Rotterdam wordt vaak de meest etnisch en cultureel diverse stad van Nederland en een van de meest diverse steden van Europa genoemd. Tegelijkertijd is het ook een plek die constant in beweging is, een stad waar altijd wordt gebouwd.Wat moeten we ons hierbij voorstellen en bovendien, hoe kunnen we dat tot uitdrukking brengen? Vanaf de herfst van 2007 heeft Witte de With Center for Contemporary Art een reeks boeken gemaakt die focussen op Rotterdam; elk boek presenteert de visie van een kunstenaar die vooral werkt met fotografie en video en een sterke band heeft met de stad. Deze losjes samenhangende reeks van kunstenaarsboeken brengt steeds weer Rotterdams zeer verschillende stedelijke hoofdpersonen in beeld.
Deze publicatie is het resultaat van een samenwerking tussen Witte de With en geboren en getogen Rotterdamse fotograaf Otto Snoek (1966). Snoeks beelden worden gekenmerkt door hun sterk emotionele uitwerking. Voor Witte de With betekent de samenwerking met Snoek in de eerste plaats een inhoudelijke uitdaging: een kunstenaarspraktijk wordt gepresenteerd in een andere vorm dan de tentoonstelling.
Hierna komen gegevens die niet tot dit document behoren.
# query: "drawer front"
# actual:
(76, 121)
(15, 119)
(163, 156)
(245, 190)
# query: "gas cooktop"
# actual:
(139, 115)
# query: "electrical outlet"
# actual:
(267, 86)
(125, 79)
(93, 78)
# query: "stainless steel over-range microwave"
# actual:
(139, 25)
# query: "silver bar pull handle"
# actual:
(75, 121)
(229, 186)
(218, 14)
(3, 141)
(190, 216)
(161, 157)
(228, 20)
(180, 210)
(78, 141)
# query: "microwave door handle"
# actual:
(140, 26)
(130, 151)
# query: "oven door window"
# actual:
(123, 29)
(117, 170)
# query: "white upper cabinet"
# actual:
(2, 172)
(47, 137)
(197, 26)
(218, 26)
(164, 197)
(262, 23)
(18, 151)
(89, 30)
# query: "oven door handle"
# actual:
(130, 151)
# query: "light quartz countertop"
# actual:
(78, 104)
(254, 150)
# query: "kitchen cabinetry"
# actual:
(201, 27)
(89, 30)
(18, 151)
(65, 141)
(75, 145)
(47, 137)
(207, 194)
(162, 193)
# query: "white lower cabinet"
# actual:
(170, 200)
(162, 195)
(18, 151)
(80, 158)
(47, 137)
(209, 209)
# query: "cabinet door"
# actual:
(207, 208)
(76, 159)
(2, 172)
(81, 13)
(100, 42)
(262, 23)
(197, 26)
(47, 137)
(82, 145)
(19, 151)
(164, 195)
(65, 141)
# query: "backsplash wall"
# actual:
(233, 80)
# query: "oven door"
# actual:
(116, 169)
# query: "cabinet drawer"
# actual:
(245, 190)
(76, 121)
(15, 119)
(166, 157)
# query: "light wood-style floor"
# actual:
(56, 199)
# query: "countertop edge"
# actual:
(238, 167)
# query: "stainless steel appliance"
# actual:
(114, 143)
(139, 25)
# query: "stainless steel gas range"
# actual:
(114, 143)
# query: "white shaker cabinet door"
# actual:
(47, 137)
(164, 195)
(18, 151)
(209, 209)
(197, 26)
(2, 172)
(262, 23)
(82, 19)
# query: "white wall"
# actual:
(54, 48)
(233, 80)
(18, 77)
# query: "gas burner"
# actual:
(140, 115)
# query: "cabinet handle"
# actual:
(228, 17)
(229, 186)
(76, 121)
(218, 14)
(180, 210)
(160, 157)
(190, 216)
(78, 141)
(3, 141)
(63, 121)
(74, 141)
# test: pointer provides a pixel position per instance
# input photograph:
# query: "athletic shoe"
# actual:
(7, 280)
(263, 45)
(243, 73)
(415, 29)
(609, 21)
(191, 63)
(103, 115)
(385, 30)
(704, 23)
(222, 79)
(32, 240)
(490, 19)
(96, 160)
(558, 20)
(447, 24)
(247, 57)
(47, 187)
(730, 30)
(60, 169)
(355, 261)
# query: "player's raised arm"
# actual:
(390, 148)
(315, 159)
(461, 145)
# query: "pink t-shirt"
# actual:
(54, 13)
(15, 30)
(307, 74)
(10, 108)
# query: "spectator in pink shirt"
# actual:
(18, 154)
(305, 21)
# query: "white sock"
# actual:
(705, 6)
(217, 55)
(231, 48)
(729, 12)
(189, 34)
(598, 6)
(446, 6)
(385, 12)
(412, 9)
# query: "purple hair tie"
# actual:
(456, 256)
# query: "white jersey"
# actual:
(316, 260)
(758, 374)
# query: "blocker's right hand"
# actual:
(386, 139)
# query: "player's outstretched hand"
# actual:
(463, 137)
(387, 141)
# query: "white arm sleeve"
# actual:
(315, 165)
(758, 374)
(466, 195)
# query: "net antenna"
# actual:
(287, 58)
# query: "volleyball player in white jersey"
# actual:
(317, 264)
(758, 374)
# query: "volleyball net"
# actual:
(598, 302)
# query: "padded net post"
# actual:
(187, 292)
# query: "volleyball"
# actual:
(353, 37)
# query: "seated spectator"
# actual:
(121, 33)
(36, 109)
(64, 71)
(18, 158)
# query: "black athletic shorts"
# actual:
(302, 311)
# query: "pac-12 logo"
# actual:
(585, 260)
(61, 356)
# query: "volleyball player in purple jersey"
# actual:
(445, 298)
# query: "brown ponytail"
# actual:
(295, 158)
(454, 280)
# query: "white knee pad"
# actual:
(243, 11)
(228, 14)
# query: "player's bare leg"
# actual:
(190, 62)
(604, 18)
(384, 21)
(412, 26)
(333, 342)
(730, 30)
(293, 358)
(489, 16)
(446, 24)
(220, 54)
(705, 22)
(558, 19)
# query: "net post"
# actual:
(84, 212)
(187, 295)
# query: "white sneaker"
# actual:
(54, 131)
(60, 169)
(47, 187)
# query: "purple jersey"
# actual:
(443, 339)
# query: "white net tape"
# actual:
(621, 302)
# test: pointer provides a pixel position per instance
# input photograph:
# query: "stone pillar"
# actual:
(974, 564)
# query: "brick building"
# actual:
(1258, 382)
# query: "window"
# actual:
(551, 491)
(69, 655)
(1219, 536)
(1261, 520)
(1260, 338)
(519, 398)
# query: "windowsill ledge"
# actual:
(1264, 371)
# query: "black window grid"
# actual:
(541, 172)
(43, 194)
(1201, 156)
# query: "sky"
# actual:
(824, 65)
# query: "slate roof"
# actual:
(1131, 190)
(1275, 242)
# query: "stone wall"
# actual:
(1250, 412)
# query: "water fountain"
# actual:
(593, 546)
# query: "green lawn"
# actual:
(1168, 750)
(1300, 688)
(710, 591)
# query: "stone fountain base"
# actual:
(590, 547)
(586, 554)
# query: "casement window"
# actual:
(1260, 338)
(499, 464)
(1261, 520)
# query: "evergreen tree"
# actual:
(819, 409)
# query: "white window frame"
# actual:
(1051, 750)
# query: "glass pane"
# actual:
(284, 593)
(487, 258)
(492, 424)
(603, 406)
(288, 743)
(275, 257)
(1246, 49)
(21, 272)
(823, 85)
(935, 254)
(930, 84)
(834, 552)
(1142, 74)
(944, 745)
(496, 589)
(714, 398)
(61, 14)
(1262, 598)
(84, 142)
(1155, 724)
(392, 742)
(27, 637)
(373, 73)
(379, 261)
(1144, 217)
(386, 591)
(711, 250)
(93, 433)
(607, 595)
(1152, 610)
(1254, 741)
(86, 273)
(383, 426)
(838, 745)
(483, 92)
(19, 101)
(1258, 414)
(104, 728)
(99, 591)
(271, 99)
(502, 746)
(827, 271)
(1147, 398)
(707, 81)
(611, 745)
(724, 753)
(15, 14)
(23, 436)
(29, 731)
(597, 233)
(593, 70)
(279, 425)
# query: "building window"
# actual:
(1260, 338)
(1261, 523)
Ook wordt de relatie tussen Witte de With en inwoners van de stad Rotterdam opnieuw gedefinieerd, middels de keuze voor deze maker en middels het onderwerp. Twee schrijvers, eveneens nauw verbonden met Rotterdam, zijn gevraagd met een verhaal te reageren: Rachida Azough (Rotterdam, 1975) en Tina Rahimy (Rezaïjeh, Iran, 1975). Het boek krijgt daarmee de vorm van een drieluik: drie parallelle verhalen die samen een beeld van het hedendaagse Rotterdam vormen.
Voor deze publicatie maakte Otto Snoek een nieuwe serie foto’s, aangevuld tot eenenvijftig beelden met recent (vanaf 2006), nog niet eerder gepubliceerd werk uit zijn langlopend beeldessay “Hometown” (sinds 1997). Centraal in de nieuwe werken in de publicatie staat ‘de mix’: de 174 culturen, 50% ‘allochtonen’ en 50% ‘autochtonen’, samenlevend in Rotterdam – al dan niet met elkaar. Meer dan andere steden is Rotterdam heterogeen van samenstelling, ongrijpbaar, rusteloos, vol onderhuidse spanning maar ook verwachtingsvol. Snoek legt processen en transities vast, als alziend ‘oog’, met een bijzondere gave het moment te pakken. Sommige beelden zullen verdwijnen, andere, nieuwe beelden ontstaan, Snoeks beelden daarmee vrijwarend voor een al te makkelijk ‘voor vaststaand feit aangenomen’.